There’s a variant of the Mydoom virus going around now. Mydoom.B also targets microsoft.com for the DDoS. It’s mostly a clone, with some filenames changed. http://files.invisibill.net/unmydoomb.inf will remove the new version, just like my last one did on the original.

However, the B version also tampers with your hosts file. A hosts file is a text file that lists some names and the IP addresses they should correspond to. The most common entry in a hosts file is 127.0.0.1 localhost. This is the standard loopback address, and tells the system that you mean your own PC anytime you use the servername localhost. Mydoom.B adds a bunch of common servernames and points them at 0.0.0.0, making it so that your computer can’t connect to those sites. Most of the sites are places you would go for updates or virus info – it attempts to cut you off from finding the information to fix the problem.

ad.doubleclick.net
ad.fastclick.net
ads.fastclick.net
ar.atwola.com
atdmt.com
avp.ch
avp.com
avp.ru
awaps.net
banner.fastclick.net
banners.fastclick.net
ca.com
click.atdmt.com
clicks.atdmt.com
dispatch.mcafee.com
download.mcafee.com
download.microsoft.com
downloads.microsoft.com
engine.awaps.net
fastclick.net
f-secure.com
ftp.f-secure.com
ftp.sophos.com
go.microsoft.com
liveupdate.symantec.com
mast.mcafee.com
mcafee.com
media.fastclick.net
msdn.microsoft.com
my-etrust.com
nai.com
networkassociates.com
office.microsoft.com
phx.corporate-ir.net
secure.nai.com
securityresponse.symantec.com
service1.symantec.com
sophos.com
spd.atdmt.com
support.microsoft.com
symantec.com
update.symantec.com
updates.symantec.com
us.mcafee.com
vil.nai.com
viruslist.ru
windowsupdate.microsoft.com
www.avp.ch
www.avp.com
www.avp.ru
www.awaps.net
www.ca.com
www.fastclick.net
www.f-secure.com
www.kaspersky.ru
www.mcafee.com
www.microsoft.com
www.my-etrust.com
www.nai.com
www.networkassociates.com
www.sophos.com
www.symantec.com
www.trendmicro.com
www.viruslist.ru
www3.ca.com
(microsoft.com is only added if it’s not within the DDoS date range)

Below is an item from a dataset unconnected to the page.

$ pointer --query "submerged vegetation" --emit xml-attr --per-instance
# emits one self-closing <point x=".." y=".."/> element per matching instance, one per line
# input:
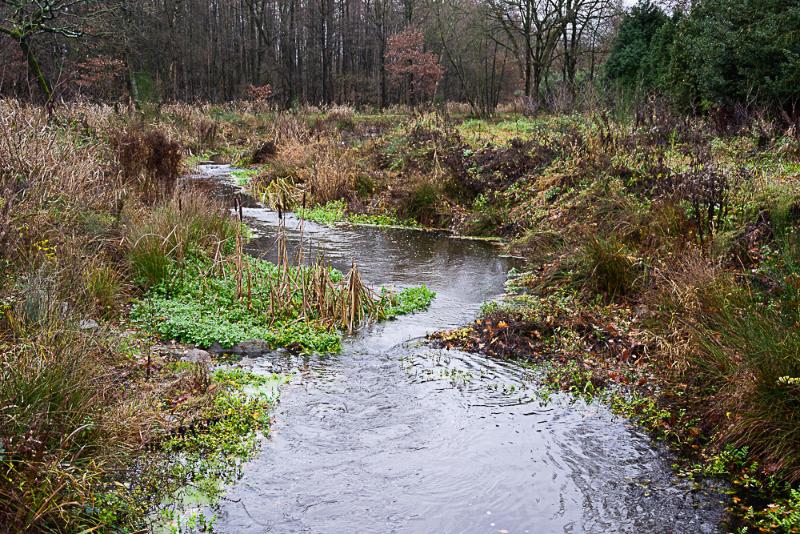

Once the virus is on your system, you won’t be able to successfully connect to any of those sites. The fix is fairly simple though. You just need to remove those lines from your hosts file. You can search for “hosts” or it should be in your Windows directory on Win9x (C:\Windows\hosts) or under your system directory on WinNT (C:\WinNT\system32\drivers\etc\hosts). The hosts file doesn’t have an extension, so you may need to have Notepad (or whatever editor you’re using) look at all filetypes to open it. That’s the dropdown box under the filename in the Open box.

Now that you’ve got the hosts file open, you should see lines with “0.0.0.0” and the servernames above. Just delete any line that starts with 0.0.0.0 and has one of these servernames. Some ad-blockers will add names of ad servers here (so that you never connect to the ad server), but you should be able to tell which ones are valid servers blocked by the virus and which ones are ad servers blocked by another program.